Everyone faces stereotypes in life. Nobody gets a free pass. Women are viewed typically as the caregiver in the family and men are considered the disciplinarian and the breadwinner. Anytime you take a race or a group of individuals and make a broad statement about them, it is a stereotype. There are several stereotypes about races that are hurtful and wrong, but they have been around forever. It’s difficult to deal with stereotypes in your personal life, but when it transfers over to your professional life it can be tough to change people’s minds when they are already made up.
As a male primary school teacher, I have faced several stereotypes in my career. Principals have placed the behaviour problem students in my class on a consistent basis because I am the lone male teacher in the district and they feel I will be able to relate better to them.

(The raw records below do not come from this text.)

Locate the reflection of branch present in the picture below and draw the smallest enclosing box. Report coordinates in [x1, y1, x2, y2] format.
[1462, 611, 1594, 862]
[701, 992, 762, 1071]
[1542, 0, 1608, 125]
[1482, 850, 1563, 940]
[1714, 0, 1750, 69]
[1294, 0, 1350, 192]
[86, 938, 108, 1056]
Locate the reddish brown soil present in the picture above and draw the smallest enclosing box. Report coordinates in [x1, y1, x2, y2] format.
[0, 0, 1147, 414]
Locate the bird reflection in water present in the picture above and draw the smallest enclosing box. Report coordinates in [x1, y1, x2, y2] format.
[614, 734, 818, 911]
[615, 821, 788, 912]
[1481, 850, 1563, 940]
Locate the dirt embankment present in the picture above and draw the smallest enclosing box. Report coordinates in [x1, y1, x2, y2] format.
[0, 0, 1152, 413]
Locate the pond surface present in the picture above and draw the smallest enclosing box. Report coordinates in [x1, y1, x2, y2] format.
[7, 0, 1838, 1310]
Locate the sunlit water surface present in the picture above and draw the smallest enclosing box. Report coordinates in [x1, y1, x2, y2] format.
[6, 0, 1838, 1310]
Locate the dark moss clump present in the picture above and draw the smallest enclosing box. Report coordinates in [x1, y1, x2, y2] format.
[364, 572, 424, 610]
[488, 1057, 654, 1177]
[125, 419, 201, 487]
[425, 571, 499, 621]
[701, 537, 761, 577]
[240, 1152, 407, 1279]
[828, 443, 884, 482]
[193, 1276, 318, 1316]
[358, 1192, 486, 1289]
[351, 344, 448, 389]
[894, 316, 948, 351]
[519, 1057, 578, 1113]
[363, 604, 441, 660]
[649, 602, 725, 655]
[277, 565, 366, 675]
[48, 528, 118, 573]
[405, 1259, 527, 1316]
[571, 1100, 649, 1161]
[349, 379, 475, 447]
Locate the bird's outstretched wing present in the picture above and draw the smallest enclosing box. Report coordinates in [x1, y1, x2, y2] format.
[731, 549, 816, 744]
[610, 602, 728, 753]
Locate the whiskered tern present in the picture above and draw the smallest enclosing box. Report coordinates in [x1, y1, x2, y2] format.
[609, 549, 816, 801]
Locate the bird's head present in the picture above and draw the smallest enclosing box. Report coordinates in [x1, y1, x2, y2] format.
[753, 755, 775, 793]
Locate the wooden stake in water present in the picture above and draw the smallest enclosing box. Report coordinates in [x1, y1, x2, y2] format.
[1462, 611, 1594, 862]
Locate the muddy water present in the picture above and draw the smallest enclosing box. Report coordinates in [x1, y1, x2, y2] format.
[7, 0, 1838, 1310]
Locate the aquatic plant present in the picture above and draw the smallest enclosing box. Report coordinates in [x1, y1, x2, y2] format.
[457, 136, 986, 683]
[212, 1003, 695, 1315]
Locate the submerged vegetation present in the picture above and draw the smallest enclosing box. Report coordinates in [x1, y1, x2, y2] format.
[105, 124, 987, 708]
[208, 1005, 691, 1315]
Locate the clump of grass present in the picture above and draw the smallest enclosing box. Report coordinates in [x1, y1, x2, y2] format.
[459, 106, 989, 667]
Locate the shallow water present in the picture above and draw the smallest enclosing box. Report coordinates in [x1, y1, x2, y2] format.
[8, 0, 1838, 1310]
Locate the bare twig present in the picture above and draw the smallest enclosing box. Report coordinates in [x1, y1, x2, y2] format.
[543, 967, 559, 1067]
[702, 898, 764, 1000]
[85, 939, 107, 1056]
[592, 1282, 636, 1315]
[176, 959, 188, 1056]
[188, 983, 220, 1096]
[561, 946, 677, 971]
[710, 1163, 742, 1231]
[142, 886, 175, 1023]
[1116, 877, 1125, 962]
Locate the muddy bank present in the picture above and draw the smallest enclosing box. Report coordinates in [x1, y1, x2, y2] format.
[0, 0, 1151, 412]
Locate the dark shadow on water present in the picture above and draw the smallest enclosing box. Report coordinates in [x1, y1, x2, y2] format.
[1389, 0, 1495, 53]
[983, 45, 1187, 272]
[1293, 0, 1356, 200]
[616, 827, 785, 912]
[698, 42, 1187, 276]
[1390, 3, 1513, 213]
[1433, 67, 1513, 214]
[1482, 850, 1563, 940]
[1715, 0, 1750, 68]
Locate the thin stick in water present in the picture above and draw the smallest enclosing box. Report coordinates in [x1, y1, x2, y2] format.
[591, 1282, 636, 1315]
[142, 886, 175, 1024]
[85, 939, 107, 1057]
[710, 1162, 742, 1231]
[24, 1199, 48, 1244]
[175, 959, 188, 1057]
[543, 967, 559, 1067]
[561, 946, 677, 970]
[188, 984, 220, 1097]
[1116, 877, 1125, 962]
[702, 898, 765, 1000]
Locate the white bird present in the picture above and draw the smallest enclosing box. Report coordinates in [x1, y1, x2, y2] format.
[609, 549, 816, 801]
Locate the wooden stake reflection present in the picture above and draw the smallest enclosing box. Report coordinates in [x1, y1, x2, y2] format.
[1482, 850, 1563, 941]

I am also tasked with being the main disciplinarian in our hallway because I can be a bit of a scary figure.
Working Around Stereotypes
A teaching staff can be comprised of several different races. While some of the stereotypes about the races can be true, when the individuals are looked at more closely, each person’s strengths and weaknesses will vary. However, in the meantime, some teachers are having a tough time handling the stereotypes placed upon them.
Many African American teachers have stated that they feel they are hired only to teach black students. They are generally not asked to teach the advanced classes. They are put in charge of black students that are at risk. The African American teachers are also the unofficial disciplinarians of these students as well. With this happening, not only does it put those teachers in a difficult situation, but it is saying to the students that the white teachers are not there as much to help them out. Handing the black students off to strictly African American teachers and vice versa are doing a disservice to everyone involved.

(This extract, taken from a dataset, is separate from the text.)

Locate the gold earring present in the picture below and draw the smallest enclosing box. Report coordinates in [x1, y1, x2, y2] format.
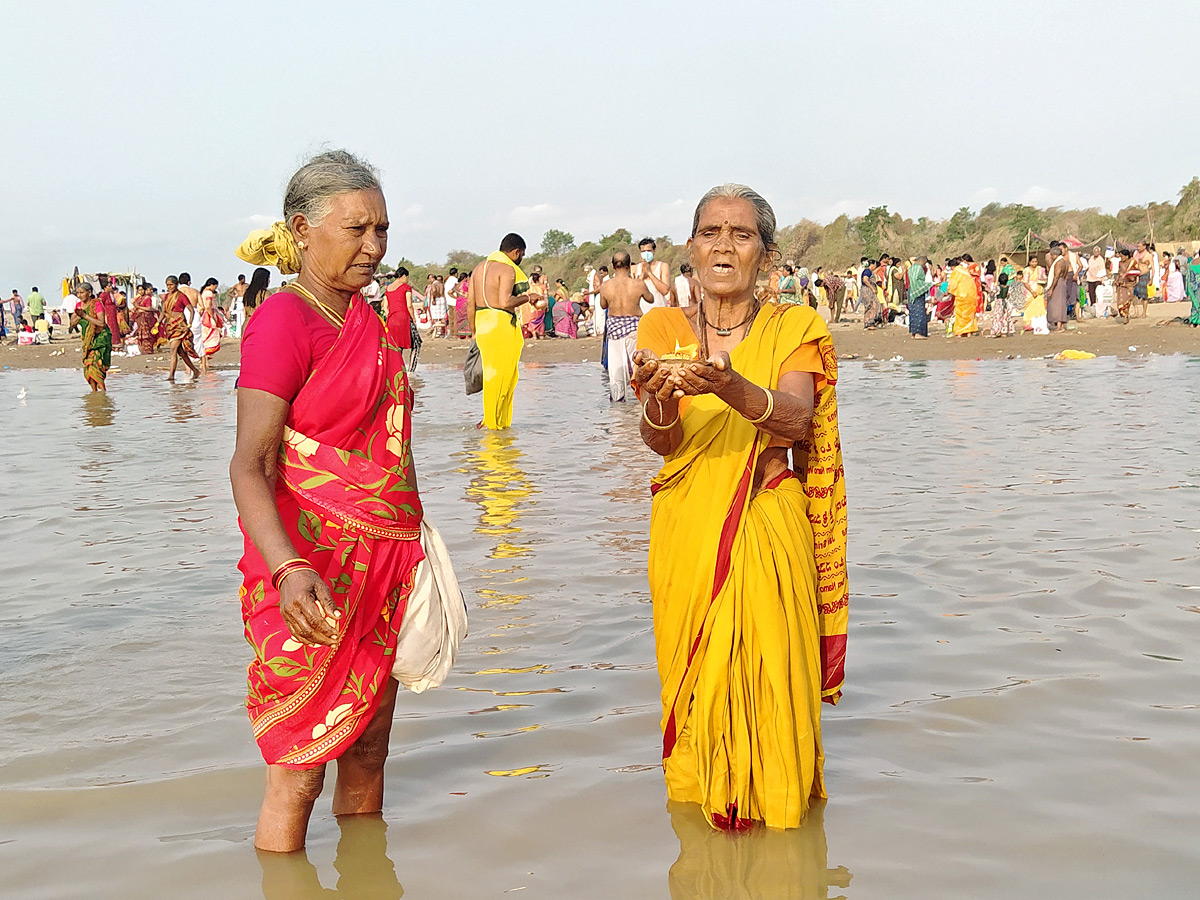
[298, 241, 306, 249]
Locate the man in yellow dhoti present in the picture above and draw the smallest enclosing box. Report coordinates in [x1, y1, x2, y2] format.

Asian teachers can be facing dissimilar stereotypes, but at the same time be pigeonholed in their own school district. They are often asked to teach advanced classes. Asian teachers are generally viewed as very intelligent, but their communication skills are less than perfect. They are thought to be quiet, hardworking, and non-confrontational members of society.
Although many languages are spoken in Asia and it is the biggest continent, Asian students are generally paired with Asian teachers if there is one on staff. People assume that they will have similar backgrounds just because they came from the same continent.

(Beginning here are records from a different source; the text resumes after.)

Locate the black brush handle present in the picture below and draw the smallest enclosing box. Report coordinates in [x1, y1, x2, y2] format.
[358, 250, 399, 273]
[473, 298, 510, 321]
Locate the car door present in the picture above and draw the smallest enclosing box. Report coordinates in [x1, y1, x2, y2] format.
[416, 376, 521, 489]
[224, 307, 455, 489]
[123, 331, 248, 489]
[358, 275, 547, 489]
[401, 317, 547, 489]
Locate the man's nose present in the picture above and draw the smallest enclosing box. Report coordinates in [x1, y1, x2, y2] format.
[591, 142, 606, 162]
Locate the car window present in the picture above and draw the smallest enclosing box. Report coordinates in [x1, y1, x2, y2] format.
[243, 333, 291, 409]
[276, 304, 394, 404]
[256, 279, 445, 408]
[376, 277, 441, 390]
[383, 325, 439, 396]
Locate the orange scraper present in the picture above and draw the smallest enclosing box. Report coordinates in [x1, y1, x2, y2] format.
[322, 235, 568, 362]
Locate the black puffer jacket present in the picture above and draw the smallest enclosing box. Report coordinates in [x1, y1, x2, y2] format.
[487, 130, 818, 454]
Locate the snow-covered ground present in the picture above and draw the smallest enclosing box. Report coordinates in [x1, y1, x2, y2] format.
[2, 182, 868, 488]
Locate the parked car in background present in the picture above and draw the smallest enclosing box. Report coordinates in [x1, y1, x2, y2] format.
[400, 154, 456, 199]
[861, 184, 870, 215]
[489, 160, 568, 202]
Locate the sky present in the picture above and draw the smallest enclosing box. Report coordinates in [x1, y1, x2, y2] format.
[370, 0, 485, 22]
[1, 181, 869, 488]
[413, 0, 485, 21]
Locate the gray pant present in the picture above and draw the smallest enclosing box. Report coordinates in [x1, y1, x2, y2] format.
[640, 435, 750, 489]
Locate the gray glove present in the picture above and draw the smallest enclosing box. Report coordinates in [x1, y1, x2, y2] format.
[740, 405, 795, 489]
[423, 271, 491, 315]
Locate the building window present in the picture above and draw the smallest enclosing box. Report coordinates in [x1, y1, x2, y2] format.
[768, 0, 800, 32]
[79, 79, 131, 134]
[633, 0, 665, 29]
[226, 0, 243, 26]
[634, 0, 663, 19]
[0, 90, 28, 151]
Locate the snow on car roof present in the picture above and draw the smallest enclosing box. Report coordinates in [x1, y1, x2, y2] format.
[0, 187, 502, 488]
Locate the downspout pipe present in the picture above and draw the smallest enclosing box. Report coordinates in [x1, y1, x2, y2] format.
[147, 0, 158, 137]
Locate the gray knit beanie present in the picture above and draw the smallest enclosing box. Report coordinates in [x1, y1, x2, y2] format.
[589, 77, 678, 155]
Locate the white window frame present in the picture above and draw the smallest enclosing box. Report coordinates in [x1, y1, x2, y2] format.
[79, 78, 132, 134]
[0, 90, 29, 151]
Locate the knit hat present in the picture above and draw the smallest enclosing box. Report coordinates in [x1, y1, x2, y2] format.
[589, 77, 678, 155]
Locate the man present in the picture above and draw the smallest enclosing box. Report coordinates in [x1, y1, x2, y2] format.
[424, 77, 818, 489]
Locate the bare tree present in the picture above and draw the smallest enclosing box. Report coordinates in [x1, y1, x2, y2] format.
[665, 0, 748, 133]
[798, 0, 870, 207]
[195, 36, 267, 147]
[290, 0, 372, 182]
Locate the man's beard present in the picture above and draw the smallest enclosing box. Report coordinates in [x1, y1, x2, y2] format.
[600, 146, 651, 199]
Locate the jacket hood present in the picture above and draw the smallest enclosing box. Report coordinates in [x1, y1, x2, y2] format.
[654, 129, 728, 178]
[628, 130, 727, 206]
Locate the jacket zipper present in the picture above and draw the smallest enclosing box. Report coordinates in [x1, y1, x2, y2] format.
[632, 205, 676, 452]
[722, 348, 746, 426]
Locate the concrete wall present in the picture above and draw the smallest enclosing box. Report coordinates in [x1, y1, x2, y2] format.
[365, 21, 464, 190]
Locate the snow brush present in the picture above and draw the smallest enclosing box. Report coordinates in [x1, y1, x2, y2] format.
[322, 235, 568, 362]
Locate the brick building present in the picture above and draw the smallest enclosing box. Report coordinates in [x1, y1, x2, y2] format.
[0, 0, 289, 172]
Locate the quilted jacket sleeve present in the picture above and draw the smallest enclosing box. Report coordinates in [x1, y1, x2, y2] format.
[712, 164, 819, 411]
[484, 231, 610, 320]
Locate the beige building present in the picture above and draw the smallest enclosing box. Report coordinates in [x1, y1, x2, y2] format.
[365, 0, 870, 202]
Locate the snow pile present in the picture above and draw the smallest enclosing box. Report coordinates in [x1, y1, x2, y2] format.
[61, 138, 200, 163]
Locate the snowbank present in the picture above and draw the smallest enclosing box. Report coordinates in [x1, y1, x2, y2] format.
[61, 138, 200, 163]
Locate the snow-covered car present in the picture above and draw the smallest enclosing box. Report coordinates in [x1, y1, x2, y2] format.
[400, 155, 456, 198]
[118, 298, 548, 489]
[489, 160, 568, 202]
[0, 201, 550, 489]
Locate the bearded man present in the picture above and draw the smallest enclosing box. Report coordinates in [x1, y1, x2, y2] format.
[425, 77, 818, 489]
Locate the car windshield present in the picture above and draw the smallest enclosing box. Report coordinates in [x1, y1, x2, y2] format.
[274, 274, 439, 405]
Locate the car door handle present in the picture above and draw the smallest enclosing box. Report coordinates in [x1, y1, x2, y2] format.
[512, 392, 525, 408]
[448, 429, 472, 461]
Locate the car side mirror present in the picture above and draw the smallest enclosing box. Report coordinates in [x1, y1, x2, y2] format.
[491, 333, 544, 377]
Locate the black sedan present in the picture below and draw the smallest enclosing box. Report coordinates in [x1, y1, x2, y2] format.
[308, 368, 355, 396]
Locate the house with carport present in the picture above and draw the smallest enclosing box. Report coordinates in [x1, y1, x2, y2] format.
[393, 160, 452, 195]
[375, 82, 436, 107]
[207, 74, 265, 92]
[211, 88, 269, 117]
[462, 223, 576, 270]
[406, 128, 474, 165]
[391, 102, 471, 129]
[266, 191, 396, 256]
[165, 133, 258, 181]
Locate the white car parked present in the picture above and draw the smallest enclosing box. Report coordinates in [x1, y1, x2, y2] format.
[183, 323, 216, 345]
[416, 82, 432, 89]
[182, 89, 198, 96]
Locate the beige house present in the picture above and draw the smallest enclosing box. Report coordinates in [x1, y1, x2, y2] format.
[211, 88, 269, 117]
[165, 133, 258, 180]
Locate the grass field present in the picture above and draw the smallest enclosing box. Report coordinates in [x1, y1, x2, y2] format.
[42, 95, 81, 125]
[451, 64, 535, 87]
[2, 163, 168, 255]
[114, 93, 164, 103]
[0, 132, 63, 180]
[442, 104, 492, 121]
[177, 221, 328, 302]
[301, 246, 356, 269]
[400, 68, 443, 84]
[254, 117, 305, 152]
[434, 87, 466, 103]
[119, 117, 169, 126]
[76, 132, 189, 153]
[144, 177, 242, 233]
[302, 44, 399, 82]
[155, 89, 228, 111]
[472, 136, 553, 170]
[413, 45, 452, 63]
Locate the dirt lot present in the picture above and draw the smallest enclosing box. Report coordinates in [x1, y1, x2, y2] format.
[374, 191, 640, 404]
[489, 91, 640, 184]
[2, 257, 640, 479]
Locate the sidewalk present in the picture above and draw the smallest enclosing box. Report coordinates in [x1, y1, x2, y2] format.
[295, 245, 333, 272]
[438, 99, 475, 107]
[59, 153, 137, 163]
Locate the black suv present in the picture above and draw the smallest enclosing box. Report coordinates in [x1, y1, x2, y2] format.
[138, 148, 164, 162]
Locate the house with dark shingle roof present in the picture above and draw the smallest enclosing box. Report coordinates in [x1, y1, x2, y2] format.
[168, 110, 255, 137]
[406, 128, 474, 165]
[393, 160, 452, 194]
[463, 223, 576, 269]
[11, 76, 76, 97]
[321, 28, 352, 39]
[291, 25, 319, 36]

White teachers face their own stereotypes in schools. They can be viewed as teachers that strictly follow the rules. People assume since they are white, that they are unsympathetic to minorities and their issues. If teaching in an inner city school, they do not receive the respect that other teachers do.
Best Way to Stop the Cycle
Placing stereotypes on whole races is just a simple way to classify people without ever getting to know the individual. It keeps us apart more than brings us together. I am not going to pretend that I can come up with an answer to end racism and common stereotypes. People much smarter than I have tried and failed.
Segregation is not the correct way to end it, though. And placing only certain teachers to be in charge of students that are from the same race as they are is a type of segregation. Sometimes it can be for the best, giving a student a role model of some sort. But who is to say a role model cannot be someone of a different race.
If you as a teacher feel that you are being stereotyped in any way, and you are wanting a change, then approach administration with your concerns. They are only human, and they may not even realise they are doing these things that could be offending you. It can be a slippery slope when trying to determine the best path for students to follow, and unless concerns are brought to the table, things will never change. Once again, the thing to remember is everyone is human. Everyone makes mistakes. Everyone has something to learn. Sharing your thoughts with administration is a proactive step in ending stereotypes.